I meet it every day. It is everywhere. Inescapably it lurks and pounces on each and every one of us. The question springs up often and is sometimes hurled “Why do we suffer? Is there any purpose to this?”
You would think that with all the times these questions are posed that I would have a ‘good answer’ by now, but alas there can be no glib or pat answer to people’s suffering. I have puzzled out some answers that work for me and while I try and practise what I preach I do not always preach what I practise.

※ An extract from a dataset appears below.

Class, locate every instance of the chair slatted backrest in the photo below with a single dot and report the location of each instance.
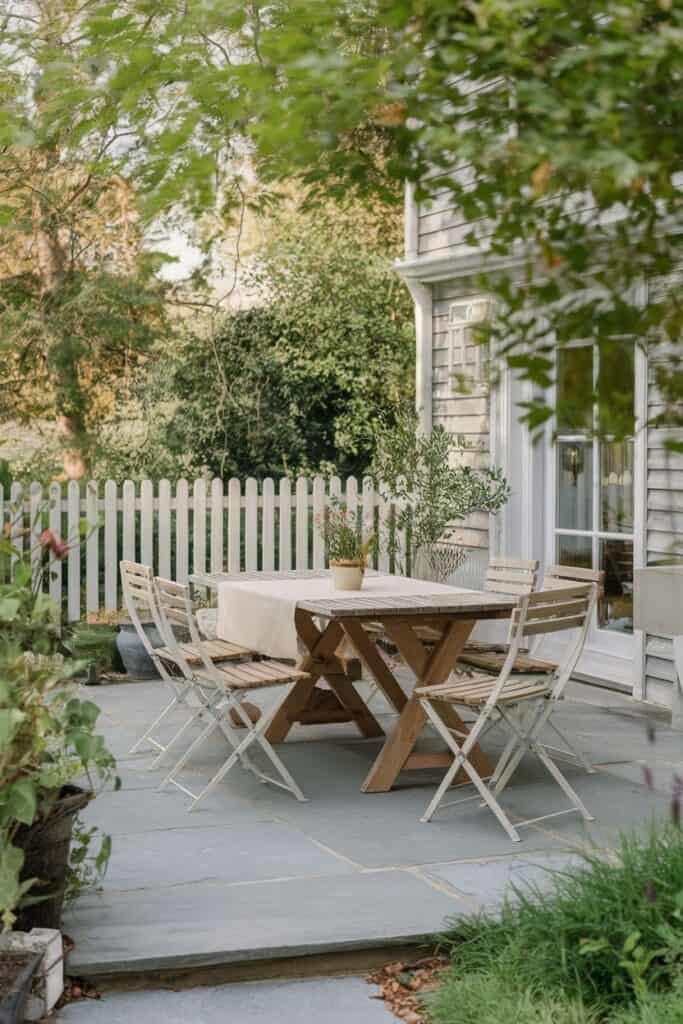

In 2 Cor. 1:5 we read “For just as the sufferings of Christ flow over in our lives, so also through Christ our comfort overflows.” As I pondered this my mind made a wild intuitive leap. I am prone to such ‘leaps’. I cannot always tell of a logical rationale for such jumps except in hindsight. My thoughts turned to my mother! I thought about the ways I have experienced her love and comfort over the years. I fell and skinned my knee. She comforted me. I was bullied or afraid and she comforted me. I was disappointed and disconsolate and she comforted me. I knew (experienced) my mother’s love through her gift of consolation. If I had never suffered would I have known (experienced) this gift of love in the same measure? In this world we revere a mother’s love! It is among the profoundest experiences we have and certainly the most formative. The experience of that love is dependent on the: hurt, disappointment, the suffering we also experience. Years later I hardly remember skinning my knee but my mother’s comforting love remains.

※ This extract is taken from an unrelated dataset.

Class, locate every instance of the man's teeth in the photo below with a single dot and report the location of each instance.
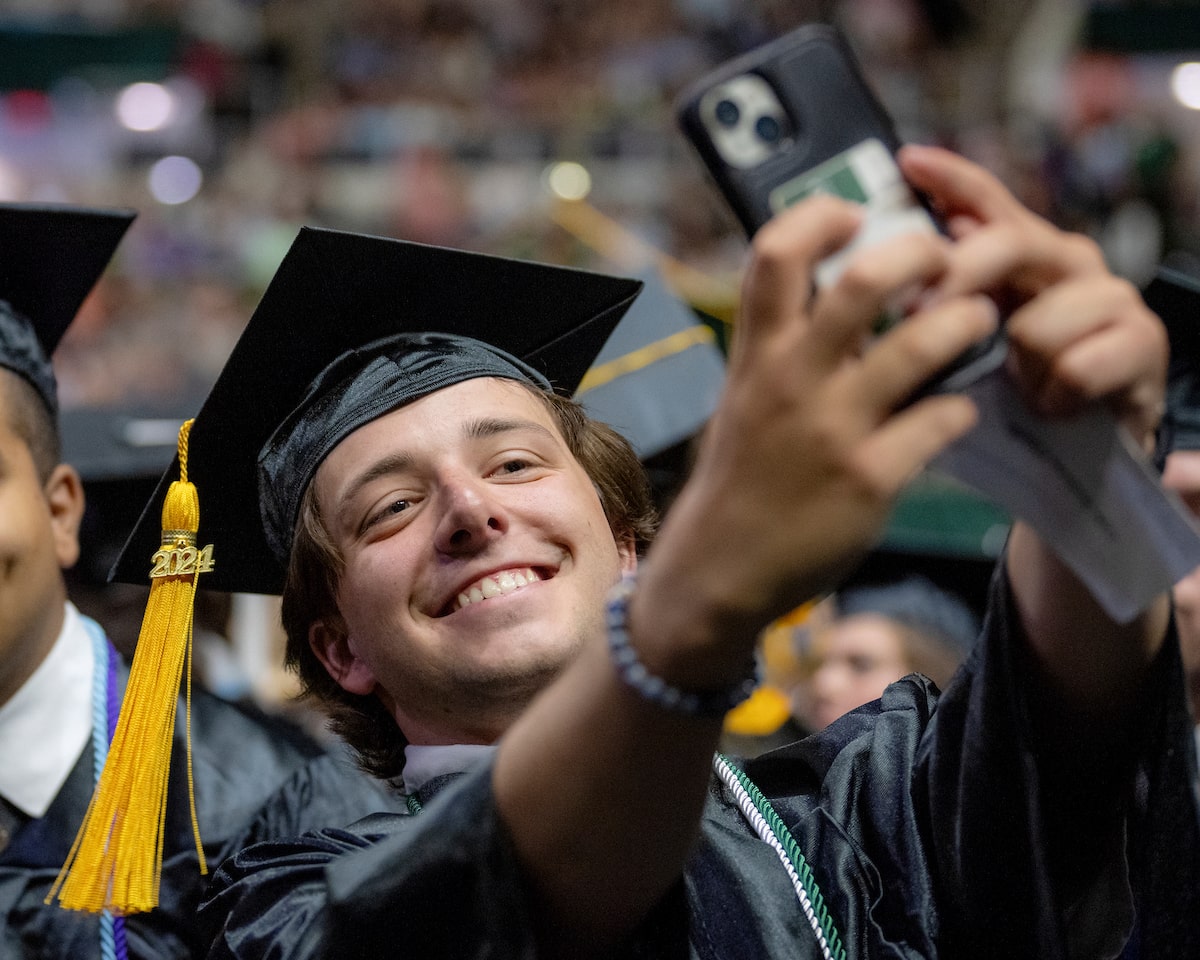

Suffering accomplishes something in us. When we suffer we are open to know (experience) the consoling love of God. Several years ago I had a fall and suffered tremendous physical pain. During that time I knew the consoling love of God! In the midst of my slow recovery I would tell people that though I would not wish such an event on anyone, that I was grateful for the opportunity to experience this consoling love. Many could not understand and I could not, then, well explain. During this period of time I experienced great growth and I would not undo the event if I could.

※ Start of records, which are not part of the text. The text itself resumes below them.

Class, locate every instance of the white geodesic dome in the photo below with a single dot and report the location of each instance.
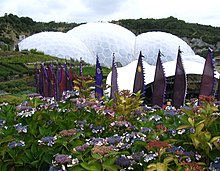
(58, 44)
(150, 43)
(104, 39)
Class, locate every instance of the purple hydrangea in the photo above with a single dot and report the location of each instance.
(49, 141)
(14, 144)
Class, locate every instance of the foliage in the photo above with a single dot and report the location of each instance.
(81, 133)
(11, 26)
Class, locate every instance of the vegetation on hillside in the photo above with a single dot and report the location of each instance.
(11, 26)
(172, 25)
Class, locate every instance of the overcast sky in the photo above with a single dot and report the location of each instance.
(192, 11)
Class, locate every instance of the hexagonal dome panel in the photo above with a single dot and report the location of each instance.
(104, 39)
(151, 42)
(58, 44)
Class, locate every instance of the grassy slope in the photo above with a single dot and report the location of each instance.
(17, 73)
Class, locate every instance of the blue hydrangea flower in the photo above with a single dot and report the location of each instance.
(14, 144)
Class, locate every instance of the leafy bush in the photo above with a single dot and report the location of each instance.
(81, 133)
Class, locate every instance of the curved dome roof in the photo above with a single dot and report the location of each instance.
(104, 39)
(151, 42)
(58, 44)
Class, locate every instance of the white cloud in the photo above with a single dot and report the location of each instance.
(195, 11)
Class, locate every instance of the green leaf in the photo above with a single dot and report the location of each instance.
(109, 167)
(161, 167)
(214, 139)
(109, 161)
(183, 127)
(210, 146)
(196, 142)
(191, 121)
(3, 167)
(199, 127)
(168, 159)
(7, 139)
(77, 168)
(96, 156)
(89, 167)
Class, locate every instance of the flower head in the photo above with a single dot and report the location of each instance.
(14, 144)
(49, 141)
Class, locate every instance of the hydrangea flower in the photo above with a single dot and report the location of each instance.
(215, 165)
(96, 129)
(20, 128)
(14, 144)
(150, 157)
(2, 124)
(49, 141)
(81, 148)
(123, 161)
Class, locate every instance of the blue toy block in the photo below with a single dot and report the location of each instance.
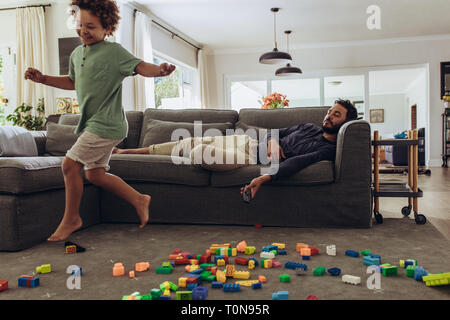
(257, 285)
(334, 271)
(352, 253)
(419, 272)
(200, 293)
(371, 261)
(231, 287)
(280, 295)
(217, 285)
(191, 286)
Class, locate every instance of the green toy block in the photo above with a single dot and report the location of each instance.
(365, 252)
(155, 293)
(184, 295)
(319, 271)
(285, 278)
(410, 271)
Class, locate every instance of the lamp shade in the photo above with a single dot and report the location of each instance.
(288, 70)
(275, 57)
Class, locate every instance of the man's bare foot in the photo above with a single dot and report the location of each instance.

Truthfully I am still recovering physically. I am reminded of this with my recent experiences at the gym. During my recovery I was a weak as a kitten, though I had previously been quite strong. Last night I was forced to realize that I have lost a lot of strength in my arms. I will have to do a lot of ‘suffering’ if I am to build those muscles up again. I probably will not build them to where they once were but I no longer need to move grand pianos. I do know that meeting suffering, and by God’s grace pushing through, that I will build up perseverance which in turn builds character, which leads to a hope that will not disappoint. (Rom. 5:3 -5)
All these musings are for me. It is rarely helpful to suggest “God is working all things for good…” to someone in the midst of pain. My only real answer is compassion, which is suffering with my friend. I do this knowing that as I do it will ensure God’s comfort to me and hopefully through me to my fellow.
There are no ‘easy’ answers but we can know that God’s comfort is promised to abound, all out of proportion to any suffering. This flummoxes even my imagination as I try to picture God’s comfort flowing out in the face of the suffering we see in the world. No wonder they call his grace amazing!